第5話

 告白はすとんと嘘のように口からこぼれ出た。

 いつものお茶の時間に、アルトラの唇から言葉はこぼれた。

 ベルフェゴールの顔は見れない。指に触れているカップは父のサタンが天界で作らせてさきの戦いでの功労にベルフェゴールに下賜したものだ。見慣れたそれの花模様が歪み始めて、アルトラは自分の心が昂ぶりすぎていることに気づいた。

「ごめん、泣いたら困るよね」

 ベルフェゴールは無言で優しくぎこちなくアルトラの美しい髪を撫でた。

「アルトラ様、お嬢様はすこし……すこしはき違えたのだと思います」

「なに? どう……気持ち悪かった?」

 地底では同性のカップルももちろんいたが、父がそれらをよく思っていなくてアルトラはそういう恋を気持ち悪いと思うものがいると知っていた。しかしベルフェゴールは首を横に振っていいえ、気持ち悪くないです、と澄んだ声で言う。

「ただお嬢様は、わたしに恋していらっしゃらない」

 顔を上げてベルフェゴールの顔を見ると、彼女は見たことのない落ち着いた顔をしていた。まるで子供に何か言い聞かせる母親のように穏やかな。

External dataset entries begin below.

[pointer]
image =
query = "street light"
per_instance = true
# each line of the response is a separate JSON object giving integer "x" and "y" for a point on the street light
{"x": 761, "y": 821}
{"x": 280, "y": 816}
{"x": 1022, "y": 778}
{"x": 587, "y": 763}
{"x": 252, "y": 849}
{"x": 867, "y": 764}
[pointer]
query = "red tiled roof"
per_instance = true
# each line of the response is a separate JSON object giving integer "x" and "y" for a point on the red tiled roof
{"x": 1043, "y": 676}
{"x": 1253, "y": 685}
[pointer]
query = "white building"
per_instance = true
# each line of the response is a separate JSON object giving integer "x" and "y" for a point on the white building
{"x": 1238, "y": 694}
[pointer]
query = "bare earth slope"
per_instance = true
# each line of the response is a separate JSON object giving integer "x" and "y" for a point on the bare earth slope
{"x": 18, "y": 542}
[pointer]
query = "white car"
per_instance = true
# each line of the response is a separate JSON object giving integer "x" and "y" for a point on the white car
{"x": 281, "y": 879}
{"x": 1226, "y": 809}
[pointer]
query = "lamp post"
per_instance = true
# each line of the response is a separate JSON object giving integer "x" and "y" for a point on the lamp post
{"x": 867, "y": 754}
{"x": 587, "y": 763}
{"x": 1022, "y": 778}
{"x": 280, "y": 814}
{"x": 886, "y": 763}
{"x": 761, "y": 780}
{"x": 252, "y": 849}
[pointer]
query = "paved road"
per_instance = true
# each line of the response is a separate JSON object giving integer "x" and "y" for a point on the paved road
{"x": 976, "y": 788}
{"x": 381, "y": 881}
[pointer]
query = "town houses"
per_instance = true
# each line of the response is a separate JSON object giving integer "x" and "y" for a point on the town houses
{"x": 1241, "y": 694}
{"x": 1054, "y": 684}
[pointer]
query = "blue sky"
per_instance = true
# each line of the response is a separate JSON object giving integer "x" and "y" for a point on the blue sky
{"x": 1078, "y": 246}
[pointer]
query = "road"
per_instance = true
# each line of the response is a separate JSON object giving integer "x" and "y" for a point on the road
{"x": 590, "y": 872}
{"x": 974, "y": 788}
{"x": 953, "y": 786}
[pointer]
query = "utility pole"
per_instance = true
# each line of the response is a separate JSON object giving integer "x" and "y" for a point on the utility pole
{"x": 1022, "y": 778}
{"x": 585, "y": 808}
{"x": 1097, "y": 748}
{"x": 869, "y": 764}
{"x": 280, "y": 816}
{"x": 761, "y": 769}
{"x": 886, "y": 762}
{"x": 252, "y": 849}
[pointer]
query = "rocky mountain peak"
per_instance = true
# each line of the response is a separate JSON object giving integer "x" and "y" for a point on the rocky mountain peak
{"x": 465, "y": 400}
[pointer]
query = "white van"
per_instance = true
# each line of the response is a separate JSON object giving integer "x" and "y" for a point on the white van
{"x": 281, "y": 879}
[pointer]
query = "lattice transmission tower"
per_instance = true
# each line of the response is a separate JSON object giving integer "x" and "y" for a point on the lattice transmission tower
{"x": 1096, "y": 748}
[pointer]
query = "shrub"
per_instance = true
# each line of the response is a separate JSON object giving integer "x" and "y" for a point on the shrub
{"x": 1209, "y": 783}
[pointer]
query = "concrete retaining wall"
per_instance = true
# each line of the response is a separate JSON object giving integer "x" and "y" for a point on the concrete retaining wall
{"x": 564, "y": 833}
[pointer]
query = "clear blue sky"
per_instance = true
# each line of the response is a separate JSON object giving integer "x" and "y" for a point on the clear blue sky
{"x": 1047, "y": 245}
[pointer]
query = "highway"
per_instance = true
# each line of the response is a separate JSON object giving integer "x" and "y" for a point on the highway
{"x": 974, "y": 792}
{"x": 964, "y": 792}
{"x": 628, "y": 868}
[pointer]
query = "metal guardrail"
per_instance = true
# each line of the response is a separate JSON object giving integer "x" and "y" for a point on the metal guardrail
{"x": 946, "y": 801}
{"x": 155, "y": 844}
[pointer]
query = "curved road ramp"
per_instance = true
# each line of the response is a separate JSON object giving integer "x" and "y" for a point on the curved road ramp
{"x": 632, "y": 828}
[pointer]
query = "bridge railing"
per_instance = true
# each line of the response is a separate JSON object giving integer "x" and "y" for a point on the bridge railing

「ひな鳥が初めに見た……母とまでは言いませんが、こんなことおこがましいんですがわたしを姉上の一人の様に慕ってくださっているのはわかります。

 少し距離のある、でもなんでも聞いてお話して時にはアドバイスのようなことも致しました、そうしたことと少しの距離感を、恋に勘違いなさっていらっしゃる」

 うまく言えないのですがそういうことです。

 ベルフェゴールは落ち着き払った様子で言い終わると席を立ち実験道具の山の前に立った。